L’urgente nécessité de reformer le cadre légal et réglementaire de l’économie s’est imposée de plus en fortement avec la dégradation de la situation économique du pays, mono-exportateur de ressources fossiles, en raison du contre-choc pétrolier de 1986. La très forte contraction des revenus externes a exhibé dans toute leur ampleur les failles structurelles d’une économie administrée, sa très faible production et son excessive dépendance aux importations.

La détérioration rapide des indicateurs a complètement pris de court le régime dans son ensemble – le général Larbi Belkheir en assurant la supervision à la présidence au nom de l’armée – et un exécutif privé de vision, dépourvu de toute stratégie d’adaptation à la crise générale induite par l’effondrement des cours des hydrocarbures. Ainsi la période ouverte en mai 1986 par la chute verticale des cours pétroliers est marquée par une succession de pénuries de toutes natures, de scandales de corruption et de détournements inédits, le tout sur fond d’un conflit au sommet du pouvoir allant en s’exacerbant. Menacé par la colère populaire, le gouvernement fait alors le choix de la fuite en avant et, plutôt que d’entamer un processus de reconstruction de l’économie, opte très démagogiquement pour le recours aux crédits à court terme pour financer les importations de produits de première nécessité. La détérioration des comptes publics s’accélère et les déficits se creusent très rapidement. L’Algérie entre ainsi dès la fin de l’année 1986 dans le debt trap, le piège de la dette…

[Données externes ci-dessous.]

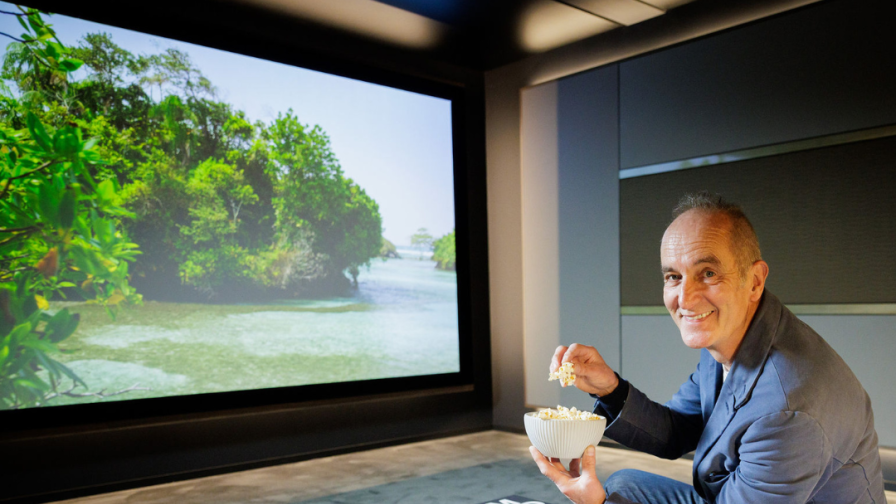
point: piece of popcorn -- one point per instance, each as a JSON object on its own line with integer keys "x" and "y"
{"x": 562, "y": 413}
{"x": 565, "y": 373}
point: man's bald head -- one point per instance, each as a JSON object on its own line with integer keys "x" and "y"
{"x": 741, "y": 236}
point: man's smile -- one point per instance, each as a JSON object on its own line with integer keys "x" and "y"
{"x": 697, "y": 318}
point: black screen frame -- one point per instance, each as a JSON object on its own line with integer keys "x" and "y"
{"x": 162, "y": 409}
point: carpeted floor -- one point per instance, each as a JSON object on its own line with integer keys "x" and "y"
{"x": 478, "y": 484}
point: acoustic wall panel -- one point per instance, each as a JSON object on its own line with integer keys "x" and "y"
{"x": 541, "y": 260}
{"x": 570, "y": 220}
{"x": 868, "y": 345}
{"x": 589, "y": 211}
{"x": 815, "y": 71}
{"x": 826, "y": 221}
{"x": 654, "y": 358}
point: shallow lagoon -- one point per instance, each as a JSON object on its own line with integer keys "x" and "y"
{"x": 401, "y": 321}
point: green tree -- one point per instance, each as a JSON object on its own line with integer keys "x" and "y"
{"x": 58, "y": 226}
{"x": 218, "y": 193}
{"x": 314, "y": 199}
{"x": 422, "y": 241}
{"x": 444, "y": 252}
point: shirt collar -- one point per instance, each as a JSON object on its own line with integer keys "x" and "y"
{"x": 753, "y": 351}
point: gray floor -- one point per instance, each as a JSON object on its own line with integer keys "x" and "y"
{"x": 317, "y": 478}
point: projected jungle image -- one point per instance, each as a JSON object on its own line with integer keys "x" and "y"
{"x": 179, "y": 220}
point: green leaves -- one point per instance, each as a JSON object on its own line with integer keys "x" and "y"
{"x": 58, "y": 226}
{"x": 38, "y": 132}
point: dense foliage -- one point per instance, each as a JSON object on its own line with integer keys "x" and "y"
{"x": 140, "y": 152}
{"x": 222, "y": 208}
{"x": 444, "y": 252}
{"x": 58, "y": 223}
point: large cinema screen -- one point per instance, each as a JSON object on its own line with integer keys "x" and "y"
{"x": 179, "y": 220}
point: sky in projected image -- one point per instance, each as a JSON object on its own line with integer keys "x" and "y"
{"x": 379, "y": 134}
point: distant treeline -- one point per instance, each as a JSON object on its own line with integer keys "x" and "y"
{"x": 220, "y": 207}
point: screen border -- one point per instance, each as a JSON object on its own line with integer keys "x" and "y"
{"x": 154, "y": 410}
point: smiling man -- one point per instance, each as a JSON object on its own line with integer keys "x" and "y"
{"x": 772, "y": 413}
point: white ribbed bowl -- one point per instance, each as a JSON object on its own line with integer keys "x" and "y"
{"x": 564, "y": 439}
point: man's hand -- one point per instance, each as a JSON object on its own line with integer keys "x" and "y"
{"x": 580, "y": 486}
{"x": 593, "y": 375}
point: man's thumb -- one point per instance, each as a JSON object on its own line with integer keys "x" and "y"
{"x": 588, "y": 463}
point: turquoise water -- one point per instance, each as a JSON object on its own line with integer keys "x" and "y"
{"x": 401, "y": 321}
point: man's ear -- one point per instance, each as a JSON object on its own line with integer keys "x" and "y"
{"x": 758, "y": 273}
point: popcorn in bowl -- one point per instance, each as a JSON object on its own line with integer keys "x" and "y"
{"x": 565, "y": 373}
{"x": 562, "y": 413}
{"x": 563, "y": 433}
{"x": 564, "y": 438}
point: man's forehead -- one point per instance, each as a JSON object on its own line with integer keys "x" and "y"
{"x": 693, "y": 239}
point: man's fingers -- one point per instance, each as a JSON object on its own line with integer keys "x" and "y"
{"x": 547, "y": 468}
{"x": 575, "y": 468}
{"x": 588, "y": 463}
{"x": 558, "y": 355}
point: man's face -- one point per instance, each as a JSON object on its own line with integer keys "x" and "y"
{"x": 703, "y": 290}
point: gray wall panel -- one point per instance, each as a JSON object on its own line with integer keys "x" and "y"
{"x": 656, "y": 361}
{"x": 541, "y": 285}
{"x": 816, "y": 71}
{"x": 826, "y": 221}
{"x": 654, "y": 358}
{"x": 587, "y": 119}
{"x": 868, "y": 345}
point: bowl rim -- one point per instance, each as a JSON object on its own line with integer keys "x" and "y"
{"x": 534, "y": 414}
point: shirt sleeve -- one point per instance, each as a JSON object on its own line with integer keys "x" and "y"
{"x": 611, "y": 404}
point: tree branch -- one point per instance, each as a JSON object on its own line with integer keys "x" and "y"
{"x": 14, "y": 38}
{"x": 26, "y": 228}
{"x": 101, "y": 394}
{"x": 10, "y": 179}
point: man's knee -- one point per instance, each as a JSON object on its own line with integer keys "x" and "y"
{"x": 625, "y": 482}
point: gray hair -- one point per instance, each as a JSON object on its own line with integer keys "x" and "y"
{"x": 741, "y": 234}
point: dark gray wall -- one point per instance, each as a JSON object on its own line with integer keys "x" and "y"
{"x": 825, "y": 218}
{"x": 588, "y": 145}
{"x": 826, "y": 68}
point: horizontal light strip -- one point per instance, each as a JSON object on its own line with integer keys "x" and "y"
{"x": 829, "y": 309}
{"x": 758, "y": 152}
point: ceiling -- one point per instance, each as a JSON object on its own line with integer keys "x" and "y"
{"x": 478, "y": 34}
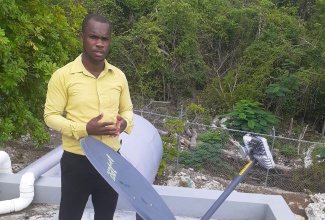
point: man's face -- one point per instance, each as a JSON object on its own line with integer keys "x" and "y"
{"x": 96, "y": 40}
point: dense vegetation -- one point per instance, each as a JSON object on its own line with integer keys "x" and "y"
{"x": 213, "y": 53}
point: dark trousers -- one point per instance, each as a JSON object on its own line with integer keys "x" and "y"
{"x": 79, "y": 180}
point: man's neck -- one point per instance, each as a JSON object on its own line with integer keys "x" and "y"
{"x": 92, "y": 67}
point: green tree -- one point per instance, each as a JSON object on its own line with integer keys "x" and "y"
{"x": 249, "y": 116}
{"x": 35, "y": 39}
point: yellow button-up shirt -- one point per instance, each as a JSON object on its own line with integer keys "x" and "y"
{"x": 75, "y": 96}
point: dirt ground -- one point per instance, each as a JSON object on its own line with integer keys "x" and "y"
{"x": 22, "y": 154}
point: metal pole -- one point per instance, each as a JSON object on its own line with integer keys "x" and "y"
{"x": 267, "y": 172}
{"x": 229, "y": 189}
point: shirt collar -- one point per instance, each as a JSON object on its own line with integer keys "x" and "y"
{"x": 78, "y": 67}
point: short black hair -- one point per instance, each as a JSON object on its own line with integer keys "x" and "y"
{"x": 96, "y": 17}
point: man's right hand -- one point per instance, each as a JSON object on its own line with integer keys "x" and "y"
{"x": 95, "y": 127}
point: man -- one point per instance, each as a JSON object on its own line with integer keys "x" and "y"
{"x": 88, "y": 97}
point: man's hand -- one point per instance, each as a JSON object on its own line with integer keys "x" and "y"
{"x": 94, "y": 127}
{"x": 120, "y": 124}
{"x": 113, "y": 129}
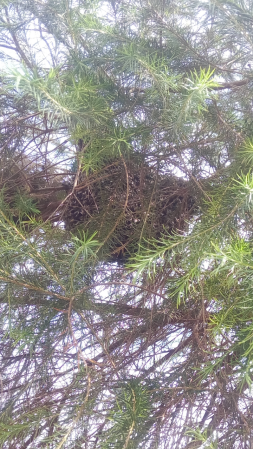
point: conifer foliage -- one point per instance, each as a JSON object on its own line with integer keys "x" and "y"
{"x": 126, "y": 226}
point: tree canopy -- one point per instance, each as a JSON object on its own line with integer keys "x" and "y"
{"x": 126, "y": 220}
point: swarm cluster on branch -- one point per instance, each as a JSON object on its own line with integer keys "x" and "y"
{"x": 126, "y": 224}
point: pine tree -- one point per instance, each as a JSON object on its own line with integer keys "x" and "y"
{"x": 126, "y": 224}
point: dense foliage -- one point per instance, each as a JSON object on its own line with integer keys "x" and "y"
{"x": 126, "y": 224}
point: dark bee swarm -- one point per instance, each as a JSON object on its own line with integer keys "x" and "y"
{"x": 126, "y": 202}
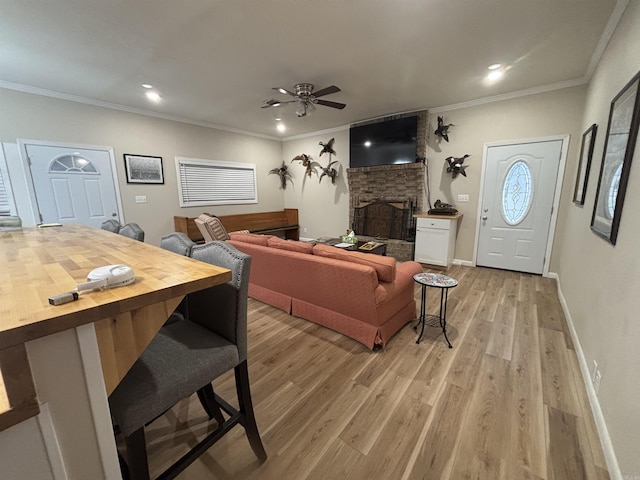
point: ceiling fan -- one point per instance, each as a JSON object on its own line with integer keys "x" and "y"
{"x": 306, "y": 97}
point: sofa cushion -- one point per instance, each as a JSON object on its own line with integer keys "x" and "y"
{"x": 251, "y": 238}
{"x": 291, "y": 245}
{"x": 385, "y": 267}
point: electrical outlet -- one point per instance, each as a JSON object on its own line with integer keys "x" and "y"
{"x": 597, "y": 377}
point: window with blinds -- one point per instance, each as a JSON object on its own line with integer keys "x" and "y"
{"x": 211, "y": 182}
{"x": 6, "y": 197}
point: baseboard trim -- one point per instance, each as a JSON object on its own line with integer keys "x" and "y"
{"x": 601, "y": 425}
{"x": 464, "y": 263}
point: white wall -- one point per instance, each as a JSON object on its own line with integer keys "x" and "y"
{"x": 36, "y": 117}
{"x": 323, "y": 208}
{"x": 600, "y": 281}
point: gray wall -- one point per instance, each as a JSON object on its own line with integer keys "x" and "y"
{"x": 37, "y": 117}
{"x": 600, "y": 281}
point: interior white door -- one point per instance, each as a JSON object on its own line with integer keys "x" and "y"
{"x": 517, "y": 202}
{"x": 73, "y": 185}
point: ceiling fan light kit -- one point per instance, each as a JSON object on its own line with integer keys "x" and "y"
{"x": 306, "y": 98}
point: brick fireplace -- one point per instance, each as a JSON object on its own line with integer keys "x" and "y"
{"x": 402, "y": 185}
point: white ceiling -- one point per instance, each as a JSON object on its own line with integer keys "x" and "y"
{"x": 214, "y": 61}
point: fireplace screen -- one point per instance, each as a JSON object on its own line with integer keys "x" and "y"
{"x": 384, "y": 219}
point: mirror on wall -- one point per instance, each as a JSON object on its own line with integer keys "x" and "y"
{"x": 622, "y": 131}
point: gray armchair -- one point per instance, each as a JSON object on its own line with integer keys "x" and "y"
{"x": 111, "y": 225}
{"x": 184, "y": 357}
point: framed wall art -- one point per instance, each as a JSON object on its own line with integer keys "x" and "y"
{"x": 622, "y": 132}
{"x": 584, "y": 164}
{"x": 143, "y": 169}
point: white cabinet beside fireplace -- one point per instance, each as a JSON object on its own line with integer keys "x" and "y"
{"x": 436, "y": 239}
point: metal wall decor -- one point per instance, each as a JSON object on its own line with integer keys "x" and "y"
{"x": 329, "y": 171}
{"x": 456, "y": 166}
{"x": 307, "y": 162}
{"x": 622, "y": 132}
{"x": 443, "y": 130}
{"x": 584, "y": 164}
{"x": 283, "y": 173}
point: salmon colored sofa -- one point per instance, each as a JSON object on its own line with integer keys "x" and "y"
{"x": 363, "y": 296}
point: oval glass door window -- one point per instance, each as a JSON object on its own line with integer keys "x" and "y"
{"x": 517, "y": 193}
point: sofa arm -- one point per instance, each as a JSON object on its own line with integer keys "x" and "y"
{"x": 405, "y": 272}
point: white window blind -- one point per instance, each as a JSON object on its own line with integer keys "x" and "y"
{"x": 6, "y": 197}
{"x": 211, "y": 182}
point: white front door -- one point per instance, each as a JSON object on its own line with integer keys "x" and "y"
{"x": 72, "y": 185}
{"x": 516, "y": 205}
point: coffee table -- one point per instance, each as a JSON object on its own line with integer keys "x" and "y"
{"x": 379, "y": 250}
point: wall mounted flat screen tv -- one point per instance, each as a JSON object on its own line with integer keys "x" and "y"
{"x": 384, "y": 143}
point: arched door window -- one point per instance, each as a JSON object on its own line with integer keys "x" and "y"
{"x": 517, "y": 193}
{"x": 71, "y": 164}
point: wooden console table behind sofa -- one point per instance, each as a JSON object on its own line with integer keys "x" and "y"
{"x": 279, "y": 222}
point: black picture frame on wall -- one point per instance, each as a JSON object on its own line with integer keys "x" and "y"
{"x": 143, "y": 169}
{"x": 622, "y": 132}
{"x": 584, "y": 164}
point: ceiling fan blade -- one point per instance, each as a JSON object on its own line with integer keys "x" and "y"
{"x": 327, "y": 103}
{"x": 284, "y": 90}
{"x": 276, "y": 103}
{"x": 326, "y": 91}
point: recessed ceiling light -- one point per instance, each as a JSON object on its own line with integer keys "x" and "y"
{"x": 153, "y": 96}
{"x": 495, "y": 75}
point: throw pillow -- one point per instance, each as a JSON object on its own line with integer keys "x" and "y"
{"x": 291, "y": 245}
{"x": 385, "y": 267}
{"x": 251, "y": 238}
{"x": 214, "y": 227}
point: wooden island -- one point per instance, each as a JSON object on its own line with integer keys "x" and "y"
{"x": 59, "y": 363}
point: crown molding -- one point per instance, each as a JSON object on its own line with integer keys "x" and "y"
{"x": 123, "y": 108}
{"x": 510, "y": 96}
{"x": 609, "y": 29}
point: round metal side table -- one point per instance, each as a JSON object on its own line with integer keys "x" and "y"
{"x": 444, "y": 283}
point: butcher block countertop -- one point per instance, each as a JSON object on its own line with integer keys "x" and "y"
{"x": 37, "y": 263}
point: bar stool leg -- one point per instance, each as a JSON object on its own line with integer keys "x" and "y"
{"x": 423, "y": 310}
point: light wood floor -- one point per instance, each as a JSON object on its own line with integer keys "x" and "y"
{"x": 507, "y": 402}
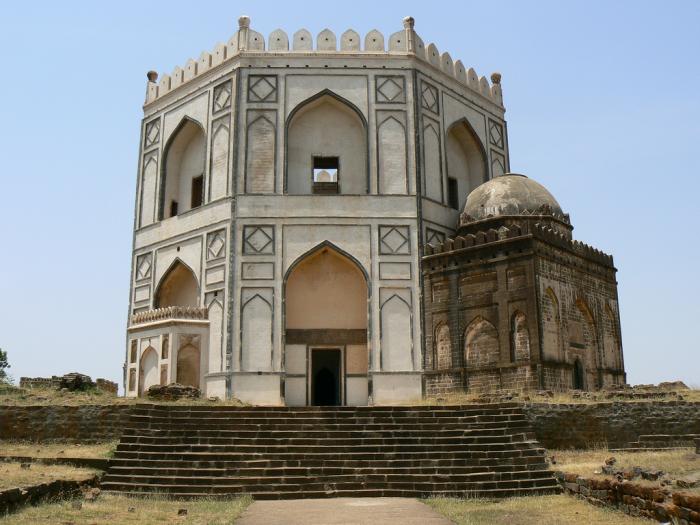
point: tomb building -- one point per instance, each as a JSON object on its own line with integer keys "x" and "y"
{"x": 327, "y": 220}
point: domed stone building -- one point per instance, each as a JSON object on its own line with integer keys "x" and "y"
{"x": 514, "y": 303}
{"x": 295, "y": 197}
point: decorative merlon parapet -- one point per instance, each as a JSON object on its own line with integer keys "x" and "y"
{"x": 537, "y": 230}
{"x": 170, "y": 312}
{"x": 405, "y": 42}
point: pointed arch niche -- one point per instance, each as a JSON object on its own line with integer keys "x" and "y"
{"x": 182, "y": 184}
{"x": 326, "y": 132}
{"x": 326, "y": 320}
{"x": 178, "y": 287}
{"x": 466, "y": 163}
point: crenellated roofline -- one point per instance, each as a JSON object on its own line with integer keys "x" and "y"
{"x": 246, "y": 41}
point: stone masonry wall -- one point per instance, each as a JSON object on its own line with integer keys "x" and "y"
{"x": 616, "y": 424}
{"x": 79, "y": 423}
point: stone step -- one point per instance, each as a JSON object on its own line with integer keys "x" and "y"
{"x": 500, "y": 463}
{"x": 315, "y": 431}
{"x": 552, "y": 488}
{"x": 281, "y": 471}
{"x": 264, "y": 485}
{"x": 329, "y": 441}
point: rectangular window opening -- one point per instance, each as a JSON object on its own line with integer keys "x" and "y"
{"x": 197, "y": 191}
{"x": 452, "y": 193}
{"x": 325, "y": 175}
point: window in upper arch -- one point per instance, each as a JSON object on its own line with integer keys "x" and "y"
{"x": 183, "y": 185}
{"x": 326, "y": 134}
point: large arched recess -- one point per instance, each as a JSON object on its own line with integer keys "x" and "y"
{"x": 184, "y": 162}
{"x": 326, "y": 125}
{"x": 326, "y": 288}
{"x": 177, "y": 287}
{"x": 466, "y": 162}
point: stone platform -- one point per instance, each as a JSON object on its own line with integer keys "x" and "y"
{"x": 318, "y": 452}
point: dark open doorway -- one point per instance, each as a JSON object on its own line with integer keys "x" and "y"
{"x": 325, "y": 377}
{"x": 578, "y": 375}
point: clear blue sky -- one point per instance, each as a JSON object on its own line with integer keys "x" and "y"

Contre-choc pétrolier et conflit au sommet, 1986-1988

Le mécontentement général et la guerre interne au sérail qui oppose les partisans d’une ouverture bazariste ou infitahiste « à l’égyptienne » aux adeptes du statu quo finit par se traduire en octobre 1988 par des émeutes sans précédent, qui secouent toutes les grandes villes à travers le territoire. Dans la capitale, ces manifestations sont noyées dans le sang par l’armée sous les ordres du général Khaled Nezzar au prix de plusieurs centaines de morts, très jeunes pour la plupart. Pendant plusieurs jours, des dizaines de manifestants mais aussi de personnes connues pour leur activisme sont arrêtées et souvent torturées par les agents d’une police politique multicéphale, les généraux Mohamed Betchine, « Toufik » Médiène et Abbés Ghezaiel étant en compétition directe à sa direction.

Durant ce moment charnière de l’histoire du pays, le leadership du régime est désemparé et prêt au coup d’État contre son chef nominal, le président Bendjedid, qui refuse malgré tout la reprise en main autoritaire défendue par son omnipotent directeur de cabinet, le général Larbi Belkheir, et les chefs de l’armée. C’est dans ces circonstances très troublées que le groupe des réformateurs propose à Mouloud Hamrouche, secrétaire général de la présidence, de recommander au président un arbitrage allant au-delà des chefs du régime en offrant au peuple algérien une alternative à la répression par une sortie politique pacifique de la crise. Le contournement de ce centre de décision est totalement inédit. Le discours présidentiel du 10 octobre 1988, qui annonce une voie démocratique sur les principes de l’État de droit par une nouvelle Constitution, prend de court les caciques de l’armée et des services secrets. Cet entourage très influent parvient néanmoins, en tant que garantie pour ses intérêts, à imposer à la tête du gouvernement l’un de ses représentants, Kasdi Merbah, ancien chef de la police politique sous Houari Boumediene. La Constitution démocratique est approuvée par référendum en février 1989.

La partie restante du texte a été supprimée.